Vassal 4:Design Blog 6

17-Dec-21 Vassal 4 Messaging protocols

Ensuring State Consistency in Vassal

There are two aspects to ensuring state consistency across multiple Vassal clients.

The first aspect is to ensure that all clients receive the same sequence of Command Packets in the same order. (Packet Order Violation)

The second aspect is to identify and reject any Command Packet that attempts to change the State of any Component in an inconsistent way. (State Consistency Clash)

These two aspects are relatively independent. Packet Order Violations may, but do not necessarily result in State Consistency Clashes. State Consistency Clashes may occur independently, of Packet Order Violations, but will likely indicate Vassal bugs, or bad MVC interaction decisions.

Ensuring Command Packet Ordering

Overall, V3 does fairly well at ensuring Command Packer ordering, but it has a fundamental flaw that allows Command Packets to be executed out of order in some cases.

The current V3 design of a central 'dumb' multicasting messaging server has the property of forcing all communication between clients through a single FIFO queue that enforces a nominal sequential ordering of Command Packets. This ensures the same Command Packets are delivered in the same order to all attached Clients.
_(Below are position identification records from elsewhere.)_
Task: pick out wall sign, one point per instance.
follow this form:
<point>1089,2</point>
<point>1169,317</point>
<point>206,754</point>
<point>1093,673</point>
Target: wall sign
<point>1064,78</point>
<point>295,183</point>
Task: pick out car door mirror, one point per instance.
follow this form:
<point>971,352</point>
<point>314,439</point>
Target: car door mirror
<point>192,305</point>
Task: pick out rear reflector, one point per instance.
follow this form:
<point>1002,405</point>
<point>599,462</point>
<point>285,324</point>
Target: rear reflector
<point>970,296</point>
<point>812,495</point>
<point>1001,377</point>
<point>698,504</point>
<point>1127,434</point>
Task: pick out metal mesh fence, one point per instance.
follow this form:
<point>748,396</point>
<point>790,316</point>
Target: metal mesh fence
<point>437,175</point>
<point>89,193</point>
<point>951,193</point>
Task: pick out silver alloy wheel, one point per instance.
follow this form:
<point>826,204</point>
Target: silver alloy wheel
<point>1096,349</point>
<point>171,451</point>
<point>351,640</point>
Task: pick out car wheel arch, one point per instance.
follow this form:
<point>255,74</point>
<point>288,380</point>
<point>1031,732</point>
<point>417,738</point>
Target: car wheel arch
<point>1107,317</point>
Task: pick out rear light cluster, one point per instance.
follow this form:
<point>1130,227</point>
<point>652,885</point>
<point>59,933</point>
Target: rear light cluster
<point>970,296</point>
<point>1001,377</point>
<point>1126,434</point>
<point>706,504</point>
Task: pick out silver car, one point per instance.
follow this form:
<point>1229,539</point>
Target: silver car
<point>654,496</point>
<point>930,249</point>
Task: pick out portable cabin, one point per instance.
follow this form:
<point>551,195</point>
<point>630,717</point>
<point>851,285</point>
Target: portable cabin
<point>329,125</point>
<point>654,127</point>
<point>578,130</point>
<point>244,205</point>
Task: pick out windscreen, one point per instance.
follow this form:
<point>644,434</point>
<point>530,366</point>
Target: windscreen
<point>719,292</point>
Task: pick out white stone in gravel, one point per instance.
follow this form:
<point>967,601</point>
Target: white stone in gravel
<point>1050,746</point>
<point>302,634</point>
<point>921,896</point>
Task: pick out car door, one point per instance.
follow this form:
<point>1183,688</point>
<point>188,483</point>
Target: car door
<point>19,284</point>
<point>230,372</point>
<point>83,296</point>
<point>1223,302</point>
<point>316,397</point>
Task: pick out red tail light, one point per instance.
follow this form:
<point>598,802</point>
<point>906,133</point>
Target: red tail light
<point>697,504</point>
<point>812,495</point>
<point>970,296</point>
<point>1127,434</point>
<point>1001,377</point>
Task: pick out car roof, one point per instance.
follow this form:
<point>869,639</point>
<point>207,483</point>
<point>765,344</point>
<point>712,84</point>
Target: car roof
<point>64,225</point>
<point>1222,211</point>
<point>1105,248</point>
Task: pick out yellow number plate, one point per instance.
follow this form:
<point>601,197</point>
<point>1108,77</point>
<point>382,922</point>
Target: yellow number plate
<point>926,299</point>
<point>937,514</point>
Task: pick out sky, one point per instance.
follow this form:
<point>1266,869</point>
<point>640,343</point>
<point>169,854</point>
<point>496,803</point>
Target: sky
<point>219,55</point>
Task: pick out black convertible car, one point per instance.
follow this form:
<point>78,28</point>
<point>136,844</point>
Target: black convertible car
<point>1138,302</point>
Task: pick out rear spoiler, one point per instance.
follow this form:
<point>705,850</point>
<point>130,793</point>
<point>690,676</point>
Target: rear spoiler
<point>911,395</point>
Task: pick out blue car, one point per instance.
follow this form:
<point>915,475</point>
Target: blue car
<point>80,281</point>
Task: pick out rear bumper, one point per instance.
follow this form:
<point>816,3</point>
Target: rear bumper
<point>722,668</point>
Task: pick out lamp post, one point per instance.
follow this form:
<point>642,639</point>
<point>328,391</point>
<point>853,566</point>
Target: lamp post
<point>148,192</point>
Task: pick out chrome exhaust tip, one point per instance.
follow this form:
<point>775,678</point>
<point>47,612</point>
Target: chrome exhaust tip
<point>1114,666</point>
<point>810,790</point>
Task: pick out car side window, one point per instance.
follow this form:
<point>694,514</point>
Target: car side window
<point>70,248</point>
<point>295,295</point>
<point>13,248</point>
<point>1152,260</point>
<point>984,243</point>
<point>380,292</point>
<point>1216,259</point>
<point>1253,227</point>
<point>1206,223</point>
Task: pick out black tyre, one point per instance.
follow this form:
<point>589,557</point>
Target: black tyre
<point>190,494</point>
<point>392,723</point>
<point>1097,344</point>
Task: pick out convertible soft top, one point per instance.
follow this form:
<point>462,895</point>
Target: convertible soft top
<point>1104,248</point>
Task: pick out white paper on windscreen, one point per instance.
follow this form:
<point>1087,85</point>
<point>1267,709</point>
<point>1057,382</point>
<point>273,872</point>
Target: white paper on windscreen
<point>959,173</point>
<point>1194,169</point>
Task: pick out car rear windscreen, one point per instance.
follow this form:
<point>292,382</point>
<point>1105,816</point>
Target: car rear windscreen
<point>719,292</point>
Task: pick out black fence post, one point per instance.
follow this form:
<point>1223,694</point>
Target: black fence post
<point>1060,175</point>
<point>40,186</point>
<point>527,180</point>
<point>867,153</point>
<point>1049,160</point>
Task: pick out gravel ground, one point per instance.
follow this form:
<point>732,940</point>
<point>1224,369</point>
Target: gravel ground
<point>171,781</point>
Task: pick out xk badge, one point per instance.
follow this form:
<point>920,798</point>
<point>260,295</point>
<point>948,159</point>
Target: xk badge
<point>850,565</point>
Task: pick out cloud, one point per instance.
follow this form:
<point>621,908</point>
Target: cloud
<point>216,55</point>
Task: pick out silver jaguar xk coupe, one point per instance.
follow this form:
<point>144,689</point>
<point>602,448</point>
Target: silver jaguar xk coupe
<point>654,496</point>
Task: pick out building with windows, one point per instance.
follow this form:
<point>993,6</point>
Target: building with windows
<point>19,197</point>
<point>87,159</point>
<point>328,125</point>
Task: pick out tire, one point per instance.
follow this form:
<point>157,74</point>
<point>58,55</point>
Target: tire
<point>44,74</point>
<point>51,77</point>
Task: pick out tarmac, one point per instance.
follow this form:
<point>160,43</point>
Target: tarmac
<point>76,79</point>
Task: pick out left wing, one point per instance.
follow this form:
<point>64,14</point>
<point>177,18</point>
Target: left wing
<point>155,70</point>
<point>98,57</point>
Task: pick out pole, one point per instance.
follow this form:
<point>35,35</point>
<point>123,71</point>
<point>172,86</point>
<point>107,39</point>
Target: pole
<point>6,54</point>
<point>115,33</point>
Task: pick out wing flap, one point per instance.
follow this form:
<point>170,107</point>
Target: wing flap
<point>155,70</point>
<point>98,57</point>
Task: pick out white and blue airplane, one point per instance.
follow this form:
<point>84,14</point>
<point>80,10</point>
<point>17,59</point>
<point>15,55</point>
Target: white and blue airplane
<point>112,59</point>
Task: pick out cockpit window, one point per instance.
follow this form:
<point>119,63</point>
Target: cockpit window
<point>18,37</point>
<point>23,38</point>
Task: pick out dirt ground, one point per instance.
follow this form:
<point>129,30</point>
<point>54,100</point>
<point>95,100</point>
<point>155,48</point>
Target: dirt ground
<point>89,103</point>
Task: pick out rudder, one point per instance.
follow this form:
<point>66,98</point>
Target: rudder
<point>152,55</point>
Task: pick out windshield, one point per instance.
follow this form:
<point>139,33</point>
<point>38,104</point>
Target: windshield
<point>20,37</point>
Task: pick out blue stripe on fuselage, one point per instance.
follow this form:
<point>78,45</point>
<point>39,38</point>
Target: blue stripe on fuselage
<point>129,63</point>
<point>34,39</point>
However, the current design does not reflect a Command Packet from a client back to the client it originated it from, so a client that originates a Command Packet never actually knows the order that its own Command Packet is delivered to other clients in. When the next Packet arrives from Client B, Client A has no idea if the last packet it sent was received by client B before or after client B sent the next packet.

The current clients assume that any Command Packet it sends is received by all other clients BEFORE it receives the next inward Command Packet from the server. This is where our current V3 State inconsistencies arise.

There are 2 approaches to resolve this problem, Pessimistic and Optimistic.

A Pessimistic approach enforces the ordering of Command Packets by tightly controlling when Clients can emit them. Essentially, each Client must ask permission from the server to send a Packet and then receive back permission and a sequence number to be used to send the message. Essentially, Packet Order Violations are prevented from happening in the first place by holding up all clients waiting for permission to send in turn. The disadvantage of this approach is that it is slow. There is an additional round-trip between client and server for every Command. And this method is very heavy handed, It prevents the generation of simultaneous actions that are changing the state of unrelated components. e.g., 2 players making simultaneous changes in their private windows.

An optimistic approach allows Command Packets to be generated and sent arbitrarily, leaving it up to the clients to detect and deal with Packet Order Violations.

I propose an optimistic approach. My feeling is that the rate of UI event generation is relatively low and the rate of simultaneous UI events will be relatively rare, and easily detected.

The main change we need to make to the Server to support this is to change the Vassal Server to do a full Multicast and reflect Command Packets back to the originating clients as well as all other clients.

This ensures that all clients see an identical set of messages delivered in the same order (Totally ordered FIFO). The order Packets are received by the Server defines the order the Packets must be executed by all clients, INCLUDING the clients that generate the Packets.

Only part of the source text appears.